14.2     Upon request by either party, arbitration will be by a third party
         arbitrator mutually agreed upon in writing by LICENSEE and STANFORD
         within thirty (30) days of such arbitration request. Judgment upon the
         award rendered by the arbitrator shall be final and nonappealable and
         may be entered in any court having jurisdiction thereof.

14.3     The parties shall be entitled to discovery in like manner as if the
         arbitration were a civil suit in the California Superior Court. The
         Arbitrator may limit the scope, time and/or issues involved in
         discovery.

14.4     Any arbitration shall be held at Stanford, California, unless the
         parties hereto mutually agree in writing to another place.

15.  NOTICES

All notices under this Agreement shall be deemed to have been fully given when
done in writing and deposited in the United States mail, registered or
certified, and addressed as follows:



                              To STANFORD:        Office of Technology Licensing
                                                  Stanford University
                                                  900 Welch Road, Suite 350
                                                  Palo Alto, CA  94304-1850
                                                  Phone:  (650) 723-0651
                                                  Fax:    (650) 725-7295

                              Attention:          Director

                              To LICENSEE:        Transgenomic, Inc.
                                                  5600 South 42nd Street
                                                  Omaha, Nebraska  68107
                                                  Phone:  (402) 738-5480
                                                  Fax:    (402) 733-1264

                              Attention:          P. Thomas Pogge
                                                  General Counsel


Either party may change its address upon written notice to the other party.

16.  WAIVER

None of the terms of this Agreement can be waived except by the written consent
of the party waiving compliance.

17.  APPLICABLE LAW

This Agreement shall be governed by the laws of the State of California
applicable to agreements negotiated, executed and performed wholly within
California.

This Agreement constitutes the entire agreement between LICENSEE and STANFORD
and supersedes all prior communications, understandings and agreements with
respect to all matters covered in the Agreement. 

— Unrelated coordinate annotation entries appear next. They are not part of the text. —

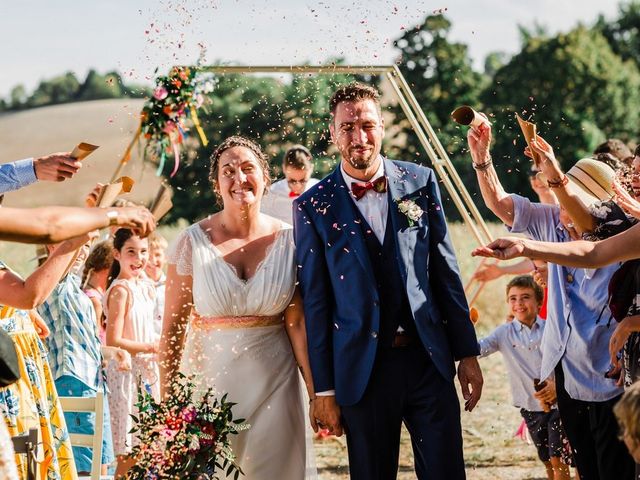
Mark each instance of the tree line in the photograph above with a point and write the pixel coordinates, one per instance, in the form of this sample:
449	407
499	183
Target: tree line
580	87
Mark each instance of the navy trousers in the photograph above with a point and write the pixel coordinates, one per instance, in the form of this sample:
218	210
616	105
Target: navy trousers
405	387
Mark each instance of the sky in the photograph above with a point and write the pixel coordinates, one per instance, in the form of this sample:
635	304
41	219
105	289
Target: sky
44	38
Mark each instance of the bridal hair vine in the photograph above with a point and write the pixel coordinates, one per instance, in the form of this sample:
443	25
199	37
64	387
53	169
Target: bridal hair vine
410	209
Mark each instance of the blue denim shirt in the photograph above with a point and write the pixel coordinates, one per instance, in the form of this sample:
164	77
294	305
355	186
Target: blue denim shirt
520	348
16	175
579	323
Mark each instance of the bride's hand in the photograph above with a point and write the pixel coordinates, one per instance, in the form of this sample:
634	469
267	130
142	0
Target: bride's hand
312	414
503	249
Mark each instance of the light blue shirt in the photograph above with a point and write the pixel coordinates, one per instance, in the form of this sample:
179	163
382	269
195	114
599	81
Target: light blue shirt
579	323
74	346
16	175
520	348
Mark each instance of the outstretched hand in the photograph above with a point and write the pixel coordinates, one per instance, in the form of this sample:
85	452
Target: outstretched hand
327	415
548	162
503	249
470	375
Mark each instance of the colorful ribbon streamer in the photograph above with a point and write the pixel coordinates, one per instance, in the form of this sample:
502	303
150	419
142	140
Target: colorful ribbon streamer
196	123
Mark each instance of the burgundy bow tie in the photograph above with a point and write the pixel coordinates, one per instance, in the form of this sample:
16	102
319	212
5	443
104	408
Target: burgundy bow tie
379	185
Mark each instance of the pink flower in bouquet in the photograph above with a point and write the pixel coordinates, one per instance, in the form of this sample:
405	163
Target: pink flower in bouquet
174	423
189	414
160	93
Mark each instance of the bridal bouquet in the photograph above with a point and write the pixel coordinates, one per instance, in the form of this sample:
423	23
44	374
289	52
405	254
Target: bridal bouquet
185	436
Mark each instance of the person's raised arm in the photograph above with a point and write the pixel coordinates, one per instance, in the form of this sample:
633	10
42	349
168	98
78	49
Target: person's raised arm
32	292
177	309
578	211
55	224
297	332
493	194
583	254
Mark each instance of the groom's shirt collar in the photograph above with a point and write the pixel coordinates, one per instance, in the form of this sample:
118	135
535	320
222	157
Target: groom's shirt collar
374	206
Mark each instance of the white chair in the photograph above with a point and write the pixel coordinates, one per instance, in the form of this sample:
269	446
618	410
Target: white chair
90	405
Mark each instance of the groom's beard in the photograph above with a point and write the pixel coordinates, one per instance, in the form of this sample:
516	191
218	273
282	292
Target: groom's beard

IN WITNESS WHEREOF, the parties hereto have executed this Agreement in duplicate
originals by their duly authorized officers or representatives.

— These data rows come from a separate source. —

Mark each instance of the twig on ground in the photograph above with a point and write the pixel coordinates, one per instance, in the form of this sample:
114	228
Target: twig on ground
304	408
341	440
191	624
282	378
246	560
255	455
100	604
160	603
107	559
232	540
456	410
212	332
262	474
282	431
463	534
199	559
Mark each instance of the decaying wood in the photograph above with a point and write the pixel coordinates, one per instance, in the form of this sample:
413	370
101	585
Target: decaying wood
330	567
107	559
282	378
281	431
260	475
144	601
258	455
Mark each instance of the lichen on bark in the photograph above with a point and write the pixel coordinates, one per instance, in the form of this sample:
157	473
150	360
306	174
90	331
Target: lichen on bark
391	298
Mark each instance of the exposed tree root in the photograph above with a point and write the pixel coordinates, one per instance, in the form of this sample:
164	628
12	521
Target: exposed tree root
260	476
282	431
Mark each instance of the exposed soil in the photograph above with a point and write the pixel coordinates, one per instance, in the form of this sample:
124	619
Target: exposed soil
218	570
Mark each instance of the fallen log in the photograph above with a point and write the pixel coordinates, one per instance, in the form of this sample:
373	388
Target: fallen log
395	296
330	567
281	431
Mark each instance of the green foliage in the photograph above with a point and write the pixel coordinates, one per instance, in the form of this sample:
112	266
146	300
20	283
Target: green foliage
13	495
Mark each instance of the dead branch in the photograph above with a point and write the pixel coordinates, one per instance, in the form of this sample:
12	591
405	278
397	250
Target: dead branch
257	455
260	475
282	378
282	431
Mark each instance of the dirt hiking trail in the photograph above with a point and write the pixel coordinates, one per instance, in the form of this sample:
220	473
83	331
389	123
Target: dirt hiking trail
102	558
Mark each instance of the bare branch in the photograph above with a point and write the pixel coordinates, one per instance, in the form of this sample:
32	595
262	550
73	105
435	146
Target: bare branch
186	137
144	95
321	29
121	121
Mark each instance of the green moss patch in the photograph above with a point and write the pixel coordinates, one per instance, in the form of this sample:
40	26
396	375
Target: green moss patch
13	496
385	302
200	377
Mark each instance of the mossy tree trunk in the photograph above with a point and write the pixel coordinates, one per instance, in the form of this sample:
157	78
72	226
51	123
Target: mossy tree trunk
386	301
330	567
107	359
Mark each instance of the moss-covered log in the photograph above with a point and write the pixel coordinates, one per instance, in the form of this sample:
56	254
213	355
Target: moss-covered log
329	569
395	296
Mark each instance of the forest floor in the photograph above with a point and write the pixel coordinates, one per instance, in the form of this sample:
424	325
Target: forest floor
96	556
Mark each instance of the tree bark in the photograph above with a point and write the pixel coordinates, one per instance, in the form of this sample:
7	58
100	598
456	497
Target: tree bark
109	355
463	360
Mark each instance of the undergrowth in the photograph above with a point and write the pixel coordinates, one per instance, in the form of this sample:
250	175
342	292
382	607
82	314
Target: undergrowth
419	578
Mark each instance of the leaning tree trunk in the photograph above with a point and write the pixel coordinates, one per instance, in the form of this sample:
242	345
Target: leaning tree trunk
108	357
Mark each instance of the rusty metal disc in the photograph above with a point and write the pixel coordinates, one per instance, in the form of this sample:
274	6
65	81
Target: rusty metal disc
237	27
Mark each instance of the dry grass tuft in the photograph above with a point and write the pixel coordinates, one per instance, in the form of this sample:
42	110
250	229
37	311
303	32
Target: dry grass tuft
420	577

                           THE BOARD OF TRUSTEES OF THE LELAND
                           STANFORD JUNIOR UNIVERSITY

                           Signature        /s/ Katharine Ku
                                            --------------------------------
                           Name             Katharine Ku
                                            --------------------------------
                           Title            Director, Technology Licensing
                                            --------------------------------
                           Date             August 25, 1997
                                            --------------------------------

                           LICENSEE

                           Signature        /s/ Collin D'Silva
                                            --------------------------------
                           Name             Collin D'Silva
                                            --------------------------------
                           Title            Chief Executive Officer
                                            --------------------------------
                           Date             August 28, 1997
                                            --------------------------------

** Certain confidential portions of this Exhibit were omitted by means of
redacting a portion of the text indicated by two double-stricken through
asterisks "**". This Exhibit has been filed separately with the Secretary of the
Commission without the ** pursuant to the Registrant's Application Requesting
Confidential Treatment under Rule 406 of the Securities Act.